If something in the apartment breaks down, the question is in the room: is it now expensive? There are clear rules in the tenancy law for minor repairs. Tenants must prevent major damage.
It's the little annoyances of everyday life: The tap dripping, the window can not close properly, the bell on the door is broken. Who is responsible for repairing such things in a rented apartment? And where is the border between a small repair and normal maintenance?
What is a minor repair?
For the ongoing maintenance of the rented apartment is in principle the landlord responsible. The renter must inform him about defects or defects. Then the landlord has to take care of the immediate removal or repair. "Smaller maintenance can be contractually imposed on the tenant," says Siegmund Chychla, chairman of the tenants' association to Hamburg.
However, not every small repair must be passed on to the tenant. "Only repairs to objects to which the tenant has frequent and direct access, such as a dripping faucet, a broken light switch or a broken toilet flush," says Gerold Happ of the owners' association Haus & Grund Germany. And there are upper limits to the cost of minor repairs.
How expensive may minor repairs be?
"That is not exactly regulated," explains Beate Heilmann from the Arbeitsgemeinschaft Mietrecht and real estate in the German Bar Association. The case law did not agree on a uniform amount. "One rule of thumb is that tenants will not spend more than a month's rent on minor repairs over one year, and a single repair may not be much more expensive than $ 100."
What are these sums in this particular case? , is in the lease. "If the costs are higher than this upper limit, then the tenant has to pay nothing," adds Happ. In this case, the landlord bears the entire repair costs alone. Clauses according to which tenants are to pay partial amounts up to the maximum limit of approximately 100 euros are ineffective.
What if the landlord demands the payment of a repair?
Tenants should Do not settle the bill without an exam. "Because the repairs are basically to be paid by the landlord, the tenant should first ask what the landlord supports his claim," advises Chychla.
If the landlord then refers to a small repair clause in the lease, must be checked the scheme is effective or not. "In our experience, these clauses are invalid in nearly all leases signed up to the end of the 1980s."
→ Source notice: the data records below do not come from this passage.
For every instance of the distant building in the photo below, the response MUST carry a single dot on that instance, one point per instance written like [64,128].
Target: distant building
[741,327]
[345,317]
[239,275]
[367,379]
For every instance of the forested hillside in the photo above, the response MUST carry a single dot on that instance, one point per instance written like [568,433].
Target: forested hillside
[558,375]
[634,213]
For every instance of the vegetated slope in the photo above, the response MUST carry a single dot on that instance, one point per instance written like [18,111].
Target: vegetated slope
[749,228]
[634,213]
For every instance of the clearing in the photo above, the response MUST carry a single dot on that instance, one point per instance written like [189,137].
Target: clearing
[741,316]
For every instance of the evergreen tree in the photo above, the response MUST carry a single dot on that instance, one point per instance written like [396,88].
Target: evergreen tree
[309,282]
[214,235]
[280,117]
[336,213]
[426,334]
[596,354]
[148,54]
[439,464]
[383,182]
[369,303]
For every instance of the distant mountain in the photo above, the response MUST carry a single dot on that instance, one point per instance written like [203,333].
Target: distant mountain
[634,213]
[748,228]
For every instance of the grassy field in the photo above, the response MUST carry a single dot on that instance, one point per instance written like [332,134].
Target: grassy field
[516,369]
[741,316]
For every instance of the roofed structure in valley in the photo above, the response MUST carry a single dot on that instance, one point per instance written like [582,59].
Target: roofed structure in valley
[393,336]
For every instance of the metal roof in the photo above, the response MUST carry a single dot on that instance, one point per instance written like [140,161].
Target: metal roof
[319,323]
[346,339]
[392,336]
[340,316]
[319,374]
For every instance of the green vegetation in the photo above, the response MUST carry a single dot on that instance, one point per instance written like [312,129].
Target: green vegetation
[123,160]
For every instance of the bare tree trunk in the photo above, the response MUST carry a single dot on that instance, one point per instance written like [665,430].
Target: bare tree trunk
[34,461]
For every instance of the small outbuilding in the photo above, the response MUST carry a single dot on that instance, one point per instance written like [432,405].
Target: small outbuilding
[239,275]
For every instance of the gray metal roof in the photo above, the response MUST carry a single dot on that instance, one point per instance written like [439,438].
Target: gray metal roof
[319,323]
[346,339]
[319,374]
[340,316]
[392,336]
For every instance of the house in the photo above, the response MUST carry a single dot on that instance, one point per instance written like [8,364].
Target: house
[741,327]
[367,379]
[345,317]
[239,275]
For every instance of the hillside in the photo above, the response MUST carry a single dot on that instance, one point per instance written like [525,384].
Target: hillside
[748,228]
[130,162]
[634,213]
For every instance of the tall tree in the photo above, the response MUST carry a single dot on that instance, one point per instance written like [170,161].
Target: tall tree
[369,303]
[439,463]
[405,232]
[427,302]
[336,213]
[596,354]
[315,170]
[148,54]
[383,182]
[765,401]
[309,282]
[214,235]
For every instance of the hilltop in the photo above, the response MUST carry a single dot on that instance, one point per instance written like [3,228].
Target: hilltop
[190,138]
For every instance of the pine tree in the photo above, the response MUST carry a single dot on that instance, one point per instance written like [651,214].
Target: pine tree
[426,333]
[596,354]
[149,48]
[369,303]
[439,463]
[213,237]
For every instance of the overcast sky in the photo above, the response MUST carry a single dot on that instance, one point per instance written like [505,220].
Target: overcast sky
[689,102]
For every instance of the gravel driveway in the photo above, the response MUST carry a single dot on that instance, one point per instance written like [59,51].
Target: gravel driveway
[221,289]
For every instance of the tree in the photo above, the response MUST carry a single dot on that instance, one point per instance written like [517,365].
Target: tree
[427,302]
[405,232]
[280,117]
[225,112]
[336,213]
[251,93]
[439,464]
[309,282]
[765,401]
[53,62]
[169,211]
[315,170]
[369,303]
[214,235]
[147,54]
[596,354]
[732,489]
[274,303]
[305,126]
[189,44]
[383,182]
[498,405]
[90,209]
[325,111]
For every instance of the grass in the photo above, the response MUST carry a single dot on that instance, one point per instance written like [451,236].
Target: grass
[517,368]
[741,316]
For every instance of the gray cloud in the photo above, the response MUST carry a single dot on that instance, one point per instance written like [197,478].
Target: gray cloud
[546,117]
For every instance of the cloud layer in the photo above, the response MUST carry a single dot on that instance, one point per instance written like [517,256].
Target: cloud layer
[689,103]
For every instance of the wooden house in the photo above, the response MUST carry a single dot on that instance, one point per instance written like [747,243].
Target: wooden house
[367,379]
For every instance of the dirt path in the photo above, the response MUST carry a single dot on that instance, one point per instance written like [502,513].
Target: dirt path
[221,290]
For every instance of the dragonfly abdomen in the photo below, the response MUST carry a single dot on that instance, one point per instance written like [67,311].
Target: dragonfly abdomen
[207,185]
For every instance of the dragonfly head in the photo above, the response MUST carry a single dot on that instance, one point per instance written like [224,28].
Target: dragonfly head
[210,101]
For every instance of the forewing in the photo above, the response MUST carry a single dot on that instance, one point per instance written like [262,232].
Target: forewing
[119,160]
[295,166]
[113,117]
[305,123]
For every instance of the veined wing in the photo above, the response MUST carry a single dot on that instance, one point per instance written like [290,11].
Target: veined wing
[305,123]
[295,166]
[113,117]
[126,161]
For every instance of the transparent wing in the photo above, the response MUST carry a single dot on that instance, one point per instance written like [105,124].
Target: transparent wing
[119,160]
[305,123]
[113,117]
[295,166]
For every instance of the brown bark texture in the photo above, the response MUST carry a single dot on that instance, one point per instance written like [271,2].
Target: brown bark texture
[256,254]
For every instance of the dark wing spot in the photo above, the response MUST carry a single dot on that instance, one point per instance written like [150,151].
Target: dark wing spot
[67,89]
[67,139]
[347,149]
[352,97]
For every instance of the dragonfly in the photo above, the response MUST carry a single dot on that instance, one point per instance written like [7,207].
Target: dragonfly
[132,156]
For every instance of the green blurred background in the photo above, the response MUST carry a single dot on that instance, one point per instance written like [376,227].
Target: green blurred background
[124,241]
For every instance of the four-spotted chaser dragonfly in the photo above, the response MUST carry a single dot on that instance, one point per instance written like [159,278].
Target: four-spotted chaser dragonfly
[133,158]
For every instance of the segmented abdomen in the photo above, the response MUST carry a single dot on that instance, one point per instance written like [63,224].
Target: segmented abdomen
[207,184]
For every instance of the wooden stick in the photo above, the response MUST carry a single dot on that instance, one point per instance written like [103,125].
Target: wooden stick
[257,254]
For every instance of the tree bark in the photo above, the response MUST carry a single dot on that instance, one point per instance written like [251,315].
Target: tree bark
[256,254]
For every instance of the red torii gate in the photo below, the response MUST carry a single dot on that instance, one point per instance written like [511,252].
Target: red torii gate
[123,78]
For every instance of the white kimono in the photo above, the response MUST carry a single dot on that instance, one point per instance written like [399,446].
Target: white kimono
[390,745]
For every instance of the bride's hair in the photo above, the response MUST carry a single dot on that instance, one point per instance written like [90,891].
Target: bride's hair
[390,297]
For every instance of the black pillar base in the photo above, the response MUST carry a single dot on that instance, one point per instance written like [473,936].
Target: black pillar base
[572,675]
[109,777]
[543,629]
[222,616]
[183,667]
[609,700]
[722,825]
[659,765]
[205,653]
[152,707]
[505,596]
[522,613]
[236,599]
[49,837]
When are minor repair clauses void?
Always then, if they unduly penalize the tenants. "For example, things are often billed to which the tenant has no direct and regular access," said Chychla. Or it is demanded that the tenant must repair the thing itself, with all consequences of the guarantee. Or the maximum limit for minor repairs is significantly exceeded.
Also ineffective are agreements that oblige the tenant to participate in all repairs with a certain amount. "In such cases, the invalid clauses are void, and the renter does not have to pay anything," Chychla explains.
Who must hire the craftsman?
Order Craftsman must basically give the landlord. A contract clause that should oblige the tenant to do so would also be ineffective.
As a tenant, is it advisable to do minor repairs yourself?
"Basically, it's not recommended that the small repairs are made by the tenants, "says Chychla. In many cases, it already lacking in the expertise. In addition, the renter comes to the landlord in warranty for the proper execution of the repair at a reasonable cost. "A clause that obliges tenants to carry out repairs is ineffective anyway."
When do tenants necessarily have to become active?
"The tenant is required to take all measures to prevent major damage, "says Gerold Happ. Not only does the faucet drip, but the water gushes out in large quantities, it must close the main tap. After that, it is sufficient if he informs the landlord, who in turn assigns a craftsman or the emergency service. If he does not reach the landlord, the tenant can immediately commission the repair in an emergency situation.